Trump’s border wall has been looming in our country’s political background noise since his election in 2016 — mentioned occasionally, remembered vividly, but never put into action. It wasn’t necessarily expected to be put into action either. Even some of Trump’s most loyal followers saw “the wall” as a stand-in for more varied and extensive increases in border security, not just a slab of concrete spanning thousands of miles and costing billions of dollars. Even Republican senator Lindsey Graham, a man no one could accuse of compromising with his Democratic opponents, said on Dec. 30 that “the wall has become a metaphor for border security,” and not a literal physical barrier across the entirety of the border. 

Trump, on the other hand, seems to be entirely literal. Whether he’s discussing the cost benefits of concrete or tweeting about the aesthetic advantage of steel slats, the $5.6 billion he’s demanding from House Democrats is intended for construction, period. There lies the basis of our now two-week long government shutdown. Trump turns down even his own vice president’s attempts at compromise on his costly asking price, and to democrats any amount of funding for the construction of a physical wall is a non-starter. Various republican lawmakers have chimed in with their own concepts of compromise; tying the wall funding to Obama-era Dreamer protections for immigrant children that Trump has been attempting to repeal, or even outlining a new bill for increased spending on border security that both parties can agree on. 

Republican majority leader Mitch McConnell, however, has elected to keep his distance from the negotiations. Though arguably just as capable of ending the government shutdown as Trump, he’s insisted that it’s up to the President and the democrats to reach a solution and refuses to bring any legislation Trump will veto to the senate floor. His decision to effectively bench the republican party in a conflict between the democrats and the White House is the safest strategy in preparation for the precarious 2020 elections, but it does nothing for the 800,000 government employees who have been either temporarily laid off or are working without pay. Even worse, it does nothing for the government agencies who are slowly running out of the funding they need to do their jobs.

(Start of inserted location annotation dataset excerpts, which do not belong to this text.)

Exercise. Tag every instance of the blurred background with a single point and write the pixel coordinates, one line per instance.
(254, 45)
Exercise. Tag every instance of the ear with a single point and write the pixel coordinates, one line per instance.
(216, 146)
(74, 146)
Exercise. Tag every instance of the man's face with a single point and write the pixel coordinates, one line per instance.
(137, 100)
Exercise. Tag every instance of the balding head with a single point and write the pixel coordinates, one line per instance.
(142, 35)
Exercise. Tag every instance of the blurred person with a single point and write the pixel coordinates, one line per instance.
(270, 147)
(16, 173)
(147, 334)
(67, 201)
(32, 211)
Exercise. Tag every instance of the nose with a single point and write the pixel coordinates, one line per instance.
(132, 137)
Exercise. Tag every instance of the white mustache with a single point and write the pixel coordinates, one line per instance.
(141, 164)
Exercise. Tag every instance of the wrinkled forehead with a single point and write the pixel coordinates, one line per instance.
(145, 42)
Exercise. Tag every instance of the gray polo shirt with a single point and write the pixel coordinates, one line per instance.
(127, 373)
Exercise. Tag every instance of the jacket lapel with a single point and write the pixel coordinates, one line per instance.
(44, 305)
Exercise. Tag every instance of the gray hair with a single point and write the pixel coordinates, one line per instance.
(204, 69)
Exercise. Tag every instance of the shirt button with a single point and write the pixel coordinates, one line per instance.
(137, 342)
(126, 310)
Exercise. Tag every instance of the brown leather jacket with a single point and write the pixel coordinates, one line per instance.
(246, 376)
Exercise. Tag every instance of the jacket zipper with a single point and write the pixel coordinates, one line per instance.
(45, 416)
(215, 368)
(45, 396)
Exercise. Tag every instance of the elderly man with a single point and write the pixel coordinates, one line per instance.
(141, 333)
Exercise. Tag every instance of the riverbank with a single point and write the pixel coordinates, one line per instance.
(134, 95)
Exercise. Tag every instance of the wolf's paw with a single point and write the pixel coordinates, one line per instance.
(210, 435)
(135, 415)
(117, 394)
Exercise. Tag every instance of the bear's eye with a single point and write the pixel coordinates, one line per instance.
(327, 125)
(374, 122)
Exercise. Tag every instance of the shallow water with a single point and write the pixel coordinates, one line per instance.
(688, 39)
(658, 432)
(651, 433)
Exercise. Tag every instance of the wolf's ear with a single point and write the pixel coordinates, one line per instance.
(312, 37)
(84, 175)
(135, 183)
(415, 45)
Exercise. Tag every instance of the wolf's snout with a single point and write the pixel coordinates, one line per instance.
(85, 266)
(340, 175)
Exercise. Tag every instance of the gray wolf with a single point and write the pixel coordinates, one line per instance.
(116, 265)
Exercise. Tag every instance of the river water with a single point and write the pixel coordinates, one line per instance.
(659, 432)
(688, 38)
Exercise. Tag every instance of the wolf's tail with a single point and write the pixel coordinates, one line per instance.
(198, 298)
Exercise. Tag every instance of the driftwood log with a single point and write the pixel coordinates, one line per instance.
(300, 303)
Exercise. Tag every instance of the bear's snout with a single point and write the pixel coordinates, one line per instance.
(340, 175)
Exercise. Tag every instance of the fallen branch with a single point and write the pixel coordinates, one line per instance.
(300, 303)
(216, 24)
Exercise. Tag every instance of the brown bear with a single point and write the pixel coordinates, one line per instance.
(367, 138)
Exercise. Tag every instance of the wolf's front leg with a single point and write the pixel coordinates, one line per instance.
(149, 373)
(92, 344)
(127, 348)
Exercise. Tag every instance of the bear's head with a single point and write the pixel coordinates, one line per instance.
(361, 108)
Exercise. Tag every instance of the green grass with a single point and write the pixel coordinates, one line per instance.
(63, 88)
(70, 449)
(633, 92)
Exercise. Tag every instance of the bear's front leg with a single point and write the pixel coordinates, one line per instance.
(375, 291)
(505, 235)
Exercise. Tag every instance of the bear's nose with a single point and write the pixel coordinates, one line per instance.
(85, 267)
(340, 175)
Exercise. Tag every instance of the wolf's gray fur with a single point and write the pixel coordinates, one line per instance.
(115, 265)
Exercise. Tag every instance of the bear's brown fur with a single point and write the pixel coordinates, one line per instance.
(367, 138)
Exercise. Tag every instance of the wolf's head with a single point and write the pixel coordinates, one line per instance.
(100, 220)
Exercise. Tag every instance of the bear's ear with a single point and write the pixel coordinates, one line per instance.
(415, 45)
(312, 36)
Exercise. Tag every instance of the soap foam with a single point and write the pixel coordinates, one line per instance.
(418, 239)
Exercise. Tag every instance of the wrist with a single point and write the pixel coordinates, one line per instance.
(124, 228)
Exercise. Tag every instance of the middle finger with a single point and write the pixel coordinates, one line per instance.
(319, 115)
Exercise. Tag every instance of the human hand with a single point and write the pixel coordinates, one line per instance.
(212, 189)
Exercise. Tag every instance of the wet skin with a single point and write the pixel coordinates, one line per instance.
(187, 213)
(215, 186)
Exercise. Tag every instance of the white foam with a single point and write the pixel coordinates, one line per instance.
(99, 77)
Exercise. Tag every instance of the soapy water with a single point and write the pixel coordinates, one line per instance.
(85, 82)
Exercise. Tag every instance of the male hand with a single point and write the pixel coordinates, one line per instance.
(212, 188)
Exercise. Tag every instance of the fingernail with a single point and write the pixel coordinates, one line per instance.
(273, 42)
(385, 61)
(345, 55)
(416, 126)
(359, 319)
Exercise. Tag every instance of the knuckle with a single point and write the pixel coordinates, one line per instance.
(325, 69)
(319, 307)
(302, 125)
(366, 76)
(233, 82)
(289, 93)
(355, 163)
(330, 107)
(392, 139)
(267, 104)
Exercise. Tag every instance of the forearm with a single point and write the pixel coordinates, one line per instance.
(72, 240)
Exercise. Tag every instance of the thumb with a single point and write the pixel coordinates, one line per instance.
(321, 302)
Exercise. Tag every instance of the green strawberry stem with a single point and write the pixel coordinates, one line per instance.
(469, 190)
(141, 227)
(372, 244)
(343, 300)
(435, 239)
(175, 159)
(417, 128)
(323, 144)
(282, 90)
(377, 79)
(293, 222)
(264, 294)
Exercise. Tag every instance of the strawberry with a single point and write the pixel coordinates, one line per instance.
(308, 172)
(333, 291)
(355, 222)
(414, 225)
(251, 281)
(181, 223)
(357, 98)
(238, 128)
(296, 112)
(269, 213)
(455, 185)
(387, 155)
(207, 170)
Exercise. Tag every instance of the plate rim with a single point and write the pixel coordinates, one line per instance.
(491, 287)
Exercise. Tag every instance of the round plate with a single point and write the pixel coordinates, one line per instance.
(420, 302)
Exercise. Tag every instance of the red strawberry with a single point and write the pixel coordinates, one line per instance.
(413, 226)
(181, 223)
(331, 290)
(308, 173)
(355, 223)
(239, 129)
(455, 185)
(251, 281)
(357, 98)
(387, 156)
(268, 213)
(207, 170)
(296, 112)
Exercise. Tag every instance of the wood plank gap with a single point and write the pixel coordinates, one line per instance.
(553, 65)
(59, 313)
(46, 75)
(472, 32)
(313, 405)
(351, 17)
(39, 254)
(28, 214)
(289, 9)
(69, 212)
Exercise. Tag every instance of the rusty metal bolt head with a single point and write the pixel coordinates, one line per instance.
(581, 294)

On Jan. 5, the commissioner of the Food and Drug Administration, Scott Gottlieb, warned Washington lawmakers that as is the FDA only has the finances to continue working for another month at most.

Unfortunately for the FDA, not only have senior republicans warned that the shutdown could last multiple months but in negotiations on Jan. 4 Trump himself threatened that “he’d keep the government closed for a very long period of time, months or even years.” As of Jan. 6, this shutdown was already tied with the United States’ second longest shutdown at 16 days. We haven’t had a shutdown longer than 21 days since before 1980, when the current shutdown rules were employed and it was decided that the majority of government work had to cease until funded by congress.

“Months or even years” is a very long time for our country to be working at absolute minimum capacity. Too long. The proposed border wall has been a defining feature of Trump’s political platform since his campaign — but how much will it end up being worth to the Republican party members who’ve decided to stay out of the fight?